August 2, 2017

Bayesian Logistic Regression in Python using PYMC3

In my last post I talked about bayesian linear regression. A fairly straightforward extension of bayesian linear regression is bayesian logistic regression. Actually, it is incredibly simple to do bayesian logistic regression. If you were following the last post that I wrote, the only changes you need to make is changing your prior on y to be a Bernoulli Random Variable, and to ensure that your data is binary. Once you have done that, you are done.
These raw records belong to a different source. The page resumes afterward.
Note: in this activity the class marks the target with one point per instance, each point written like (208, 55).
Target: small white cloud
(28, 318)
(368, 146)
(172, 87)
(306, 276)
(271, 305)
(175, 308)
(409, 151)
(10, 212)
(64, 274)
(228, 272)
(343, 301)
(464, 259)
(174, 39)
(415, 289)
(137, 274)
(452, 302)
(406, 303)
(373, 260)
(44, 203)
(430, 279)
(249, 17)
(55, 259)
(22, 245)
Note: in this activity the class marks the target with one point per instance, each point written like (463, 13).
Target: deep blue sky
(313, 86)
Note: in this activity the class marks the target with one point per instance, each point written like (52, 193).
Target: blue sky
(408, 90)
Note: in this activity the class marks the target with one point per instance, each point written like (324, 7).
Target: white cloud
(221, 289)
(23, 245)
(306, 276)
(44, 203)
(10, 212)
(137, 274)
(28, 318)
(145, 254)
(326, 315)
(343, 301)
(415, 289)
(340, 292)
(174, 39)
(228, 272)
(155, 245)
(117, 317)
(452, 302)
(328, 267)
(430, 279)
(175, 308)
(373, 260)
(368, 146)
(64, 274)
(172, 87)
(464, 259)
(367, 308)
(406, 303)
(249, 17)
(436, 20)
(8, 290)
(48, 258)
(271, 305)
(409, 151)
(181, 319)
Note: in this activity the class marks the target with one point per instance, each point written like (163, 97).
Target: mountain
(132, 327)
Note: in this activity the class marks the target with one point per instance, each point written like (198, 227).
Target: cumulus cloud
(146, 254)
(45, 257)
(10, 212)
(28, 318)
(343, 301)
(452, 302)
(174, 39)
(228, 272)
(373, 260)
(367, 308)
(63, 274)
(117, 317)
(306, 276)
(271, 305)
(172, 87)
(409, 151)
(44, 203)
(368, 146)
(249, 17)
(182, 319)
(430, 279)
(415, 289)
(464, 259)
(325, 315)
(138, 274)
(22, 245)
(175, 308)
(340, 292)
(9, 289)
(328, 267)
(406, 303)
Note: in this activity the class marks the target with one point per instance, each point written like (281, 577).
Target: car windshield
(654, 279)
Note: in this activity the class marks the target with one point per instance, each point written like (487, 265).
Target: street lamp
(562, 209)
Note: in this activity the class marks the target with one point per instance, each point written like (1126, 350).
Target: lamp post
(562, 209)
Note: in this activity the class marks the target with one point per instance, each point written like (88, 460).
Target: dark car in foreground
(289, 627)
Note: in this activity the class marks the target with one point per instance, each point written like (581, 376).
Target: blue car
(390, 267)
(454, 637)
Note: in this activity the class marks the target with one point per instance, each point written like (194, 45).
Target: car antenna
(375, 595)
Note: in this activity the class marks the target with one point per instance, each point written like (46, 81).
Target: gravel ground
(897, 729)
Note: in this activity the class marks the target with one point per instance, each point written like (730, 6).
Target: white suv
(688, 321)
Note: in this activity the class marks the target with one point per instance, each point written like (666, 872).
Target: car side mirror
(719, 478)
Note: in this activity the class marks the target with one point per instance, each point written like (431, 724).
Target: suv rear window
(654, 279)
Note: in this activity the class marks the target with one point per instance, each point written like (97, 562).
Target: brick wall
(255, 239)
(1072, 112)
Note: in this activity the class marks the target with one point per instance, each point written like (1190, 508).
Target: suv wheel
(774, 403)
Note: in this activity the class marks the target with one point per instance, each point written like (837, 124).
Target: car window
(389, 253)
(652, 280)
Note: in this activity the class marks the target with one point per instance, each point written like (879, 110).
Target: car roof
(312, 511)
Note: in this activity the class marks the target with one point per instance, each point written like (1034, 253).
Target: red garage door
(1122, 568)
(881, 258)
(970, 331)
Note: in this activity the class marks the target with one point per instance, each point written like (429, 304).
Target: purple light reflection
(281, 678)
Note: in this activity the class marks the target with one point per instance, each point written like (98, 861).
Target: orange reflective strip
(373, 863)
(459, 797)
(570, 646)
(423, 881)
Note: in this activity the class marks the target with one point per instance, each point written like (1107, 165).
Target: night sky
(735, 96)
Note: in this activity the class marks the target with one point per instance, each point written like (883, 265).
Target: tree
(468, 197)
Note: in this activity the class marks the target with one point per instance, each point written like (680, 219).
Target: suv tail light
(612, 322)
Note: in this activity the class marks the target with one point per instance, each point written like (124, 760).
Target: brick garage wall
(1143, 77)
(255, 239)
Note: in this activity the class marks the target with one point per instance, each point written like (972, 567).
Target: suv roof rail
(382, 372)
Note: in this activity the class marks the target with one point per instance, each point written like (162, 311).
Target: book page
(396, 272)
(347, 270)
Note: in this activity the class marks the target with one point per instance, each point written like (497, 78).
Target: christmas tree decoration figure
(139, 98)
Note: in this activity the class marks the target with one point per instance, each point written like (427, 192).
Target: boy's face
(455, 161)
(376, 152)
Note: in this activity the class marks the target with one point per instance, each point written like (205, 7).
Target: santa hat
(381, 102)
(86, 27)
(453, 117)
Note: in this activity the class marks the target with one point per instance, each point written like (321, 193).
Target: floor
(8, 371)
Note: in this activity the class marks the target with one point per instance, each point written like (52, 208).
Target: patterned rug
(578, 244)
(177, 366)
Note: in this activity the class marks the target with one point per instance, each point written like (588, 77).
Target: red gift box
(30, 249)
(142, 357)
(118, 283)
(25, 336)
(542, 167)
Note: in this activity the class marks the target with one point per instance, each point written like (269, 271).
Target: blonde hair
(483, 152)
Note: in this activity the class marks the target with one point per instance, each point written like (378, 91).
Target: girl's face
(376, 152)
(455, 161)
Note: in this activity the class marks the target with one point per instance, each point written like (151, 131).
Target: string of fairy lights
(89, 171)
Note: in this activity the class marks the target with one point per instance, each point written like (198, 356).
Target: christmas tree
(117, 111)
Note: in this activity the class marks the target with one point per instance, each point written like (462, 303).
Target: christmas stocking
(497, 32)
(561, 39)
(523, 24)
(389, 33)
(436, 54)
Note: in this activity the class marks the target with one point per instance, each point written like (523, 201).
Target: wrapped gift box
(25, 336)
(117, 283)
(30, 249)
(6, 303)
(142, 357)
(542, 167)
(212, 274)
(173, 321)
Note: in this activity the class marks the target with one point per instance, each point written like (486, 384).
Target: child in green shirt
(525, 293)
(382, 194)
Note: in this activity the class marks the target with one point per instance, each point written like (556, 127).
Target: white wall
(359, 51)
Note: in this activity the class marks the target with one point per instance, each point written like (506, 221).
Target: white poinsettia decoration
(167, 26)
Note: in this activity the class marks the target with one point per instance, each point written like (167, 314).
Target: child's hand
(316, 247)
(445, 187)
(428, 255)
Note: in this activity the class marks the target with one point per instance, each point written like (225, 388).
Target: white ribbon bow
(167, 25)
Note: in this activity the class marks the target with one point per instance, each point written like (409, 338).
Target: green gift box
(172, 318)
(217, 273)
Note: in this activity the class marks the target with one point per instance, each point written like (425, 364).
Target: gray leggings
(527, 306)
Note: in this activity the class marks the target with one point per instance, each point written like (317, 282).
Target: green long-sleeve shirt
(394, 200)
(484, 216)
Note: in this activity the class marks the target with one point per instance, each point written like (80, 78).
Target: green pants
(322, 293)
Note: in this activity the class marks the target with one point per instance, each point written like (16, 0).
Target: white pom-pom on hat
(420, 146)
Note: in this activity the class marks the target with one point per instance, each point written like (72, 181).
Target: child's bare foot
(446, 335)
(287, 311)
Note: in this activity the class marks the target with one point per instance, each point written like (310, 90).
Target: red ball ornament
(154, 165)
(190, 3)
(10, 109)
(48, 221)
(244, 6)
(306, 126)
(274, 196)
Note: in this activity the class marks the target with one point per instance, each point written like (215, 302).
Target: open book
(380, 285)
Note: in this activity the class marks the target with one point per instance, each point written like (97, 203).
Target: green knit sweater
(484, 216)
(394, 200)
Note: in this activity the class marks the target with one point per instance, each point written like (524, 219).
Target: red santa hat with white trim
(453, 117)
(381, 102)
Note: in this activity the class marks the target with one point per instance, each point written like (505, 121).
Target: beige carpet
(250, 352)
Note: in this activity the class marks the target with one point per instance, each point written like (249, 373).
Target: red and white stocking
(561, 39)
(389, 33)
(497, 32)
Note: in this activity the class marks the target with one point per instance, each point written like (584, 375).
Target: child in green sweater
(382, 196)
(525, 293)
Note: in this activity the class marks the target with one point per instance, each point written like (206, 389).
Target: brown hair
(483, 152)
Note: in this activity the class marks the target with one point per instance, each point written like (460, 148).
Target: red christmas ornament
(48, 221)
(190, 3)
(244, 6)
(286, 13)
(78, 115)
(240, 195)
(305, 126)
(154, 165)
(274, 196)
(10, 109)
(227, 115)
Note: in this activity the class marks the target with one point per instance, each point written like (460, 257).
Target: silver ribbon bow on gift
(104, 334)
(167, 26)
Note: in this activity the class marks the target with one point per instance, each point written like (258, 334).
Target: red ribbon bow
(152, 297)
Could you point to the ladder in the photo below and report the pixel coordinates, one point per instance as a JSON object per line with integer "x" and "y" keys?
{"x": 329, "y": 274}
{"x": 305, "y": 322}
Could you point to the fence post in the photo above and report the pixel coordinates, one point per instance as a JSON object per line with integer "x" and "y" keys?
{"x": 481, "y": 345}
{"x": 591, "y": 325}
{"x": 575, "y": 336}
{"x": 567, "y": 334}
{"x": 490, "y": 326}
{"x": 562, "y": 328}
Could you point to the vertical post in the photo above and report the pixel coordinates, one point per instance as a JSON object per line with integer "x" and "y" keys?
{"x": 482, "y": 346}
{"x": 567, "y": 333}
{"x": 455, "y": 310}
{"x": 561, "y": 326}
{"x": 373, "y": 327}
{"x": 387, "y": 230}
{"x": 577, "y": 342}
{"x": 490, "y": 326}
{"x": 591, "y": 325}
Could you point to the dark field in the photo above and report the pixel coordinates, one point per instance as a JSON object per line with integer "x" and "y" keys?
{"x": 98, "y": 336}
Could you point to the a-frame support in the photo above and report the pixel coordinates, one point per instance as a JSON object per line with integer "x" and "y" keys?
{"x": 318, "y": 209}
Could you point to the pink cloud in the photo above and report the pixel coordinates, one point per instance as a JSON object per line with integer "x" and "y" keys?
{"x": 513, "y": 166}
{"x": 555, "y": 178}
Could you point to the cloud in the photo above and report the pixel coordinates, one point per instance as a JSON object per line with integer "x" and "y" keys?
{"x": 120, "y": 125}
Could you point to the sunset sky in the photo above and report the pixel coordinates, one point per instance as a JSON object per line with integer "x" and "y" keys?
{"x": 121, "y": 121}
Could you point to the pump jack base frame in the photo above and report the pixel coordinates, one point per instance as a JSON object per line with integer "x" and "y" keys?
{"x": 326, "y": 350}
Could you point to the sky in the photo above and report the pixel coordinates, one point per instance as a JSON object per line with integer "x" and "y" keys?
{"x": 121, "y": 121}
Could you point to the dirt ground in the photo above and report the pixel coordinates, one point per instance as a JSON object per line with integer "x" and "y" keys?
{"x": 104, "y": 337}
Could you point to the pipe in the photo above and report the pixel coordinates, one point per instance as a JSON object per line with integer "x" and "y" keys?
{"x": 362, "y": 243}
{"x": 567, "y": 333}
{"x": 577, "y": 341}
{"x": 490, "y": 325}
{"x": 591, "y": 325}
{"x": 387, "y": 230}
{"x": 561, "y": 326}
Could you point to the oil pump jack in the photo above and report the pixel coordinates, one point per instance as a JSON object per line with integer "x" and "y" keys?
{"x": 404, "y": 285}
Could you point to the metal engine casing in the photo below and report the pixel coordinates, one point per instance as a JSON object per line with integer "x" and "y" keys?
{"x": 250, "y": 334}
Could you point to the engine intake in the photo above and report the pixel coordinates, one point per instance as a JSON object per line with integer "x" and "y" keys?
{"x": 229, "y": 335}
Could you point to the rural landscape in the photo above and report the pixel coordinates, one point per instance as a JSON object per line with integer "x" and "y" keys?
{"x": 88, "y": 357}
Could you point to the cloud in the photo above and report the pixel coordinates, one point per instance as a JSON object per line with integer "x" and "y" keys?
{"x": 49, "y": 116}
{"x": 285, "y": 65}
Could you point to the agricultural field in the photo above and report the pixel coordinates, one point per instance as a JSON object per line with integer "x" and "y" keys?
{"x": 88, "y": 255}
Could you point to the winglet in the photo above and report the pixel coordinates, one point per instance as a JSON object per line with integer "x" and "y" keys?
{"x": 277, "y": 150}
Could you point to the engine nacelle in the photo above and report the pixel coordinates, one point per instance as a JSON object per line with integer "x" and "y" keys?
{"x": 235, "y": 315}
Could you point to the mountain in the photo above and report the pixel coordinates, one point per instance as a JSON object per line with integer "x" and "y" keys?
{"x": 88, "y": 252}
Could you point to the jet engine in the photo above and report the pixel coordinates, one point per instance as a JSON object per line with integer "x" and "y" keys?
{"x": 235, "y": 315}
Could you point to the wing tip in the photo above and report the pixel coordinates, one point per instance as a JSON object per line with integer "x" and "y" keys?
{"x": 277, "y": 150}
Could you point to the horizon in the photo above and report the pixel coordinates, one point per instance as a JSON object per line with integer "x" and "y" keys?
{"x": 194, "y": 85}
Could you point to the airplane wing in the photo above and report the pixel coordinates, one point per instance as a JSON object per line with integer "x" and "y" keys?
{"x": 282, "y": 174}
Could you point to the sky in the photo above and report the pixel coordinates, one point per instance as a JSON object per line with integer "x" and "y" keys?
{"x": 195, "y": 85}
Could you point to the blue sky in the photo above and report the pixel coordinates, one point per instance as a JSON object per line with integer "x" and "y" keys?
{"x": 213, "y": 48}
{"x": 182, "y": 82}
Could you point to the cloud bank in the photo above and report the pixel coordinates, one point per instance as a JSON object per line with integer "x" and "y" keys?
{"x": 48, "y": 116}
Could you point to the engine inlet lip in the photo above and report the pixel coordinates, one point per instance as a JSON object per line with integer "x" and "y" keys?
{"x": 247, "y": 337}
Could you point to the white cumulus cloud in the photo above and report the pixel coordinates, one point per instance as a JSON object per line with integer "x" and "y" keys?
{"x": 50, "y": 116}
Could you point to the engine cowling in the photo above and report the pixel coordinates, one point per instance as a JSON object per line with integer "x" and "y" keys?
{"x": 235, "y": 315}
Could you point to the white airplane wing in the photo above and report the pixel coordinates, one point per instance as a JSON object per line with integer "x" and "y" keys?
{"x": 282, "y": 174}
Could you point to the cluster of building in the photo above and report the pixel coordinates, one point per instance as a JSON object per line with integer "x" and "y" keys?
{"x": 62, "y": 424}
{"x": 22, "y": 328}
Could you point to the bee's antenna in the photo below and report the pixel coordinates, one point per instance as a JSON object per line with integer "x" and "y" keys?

But what if your goal is a little bit deeper than that. One of the really cool things about logistic regression is that you can view it as a latent variable set up. Where you model utility of a decision as a latent variable, and have a decision boundary influenced by this latent variable. This leads, in general terms to the random utility models that underly things like conjoint analysis in the marketing world, and choice experiments in the economics world.

One of the things that always kind of bugged me was that I was modelling this latent variable in a frequentist setting. I thought that it was cool, that you could transform this information into marginal willingness to pay measures. And I spent a fair amount of time in graduate school studying these types of models. The one thing that bugged me though, was that there didn’t seem to be a very good way to estimate the confidence intervals for these willingness to pay metrics. The only way to do it was to use bootstrapping, or one of its variants. It felt kind of clunky to me. It was easy to get point estimates but if you wanted to say that the average willingess to pay was greater than some amount, it felt downright painful.

Enter bayesian models to the rescue.

In this blog post we will see:

How to estimate a bayesian logistic regression
Estimate willingness to pay from a bayesian regression
Estimate the probability that willingness to pay is above a certain amount

Let’s Play With Some Data

Unfortunately, I haven’t done any discrete choice experiments recently. So we’re going to cheat a little bit just to demonstrate the technique. We’ll be using the same data as last time. The dataset that we are going to use is the American Housing Survey: Housing Affordability Data System dataset from 2013. Download it to follow along.

The first thing that we are going to do with this data is prepare it so that it kind of looks like choice experiment data. Now obviously it isn’t but you can imagine that it is similar. We’ll get rid of missing values and code the dependent variable. The way that we are going to do this is to assume that owning a house is the same thing as making a choice for that house. If you rent then you did not “choose” that home. Obviously, there are some serious methodological flaws with this concept of choosing. Again, we’re demonstrating a technique, not trying to publish a paper on the subject.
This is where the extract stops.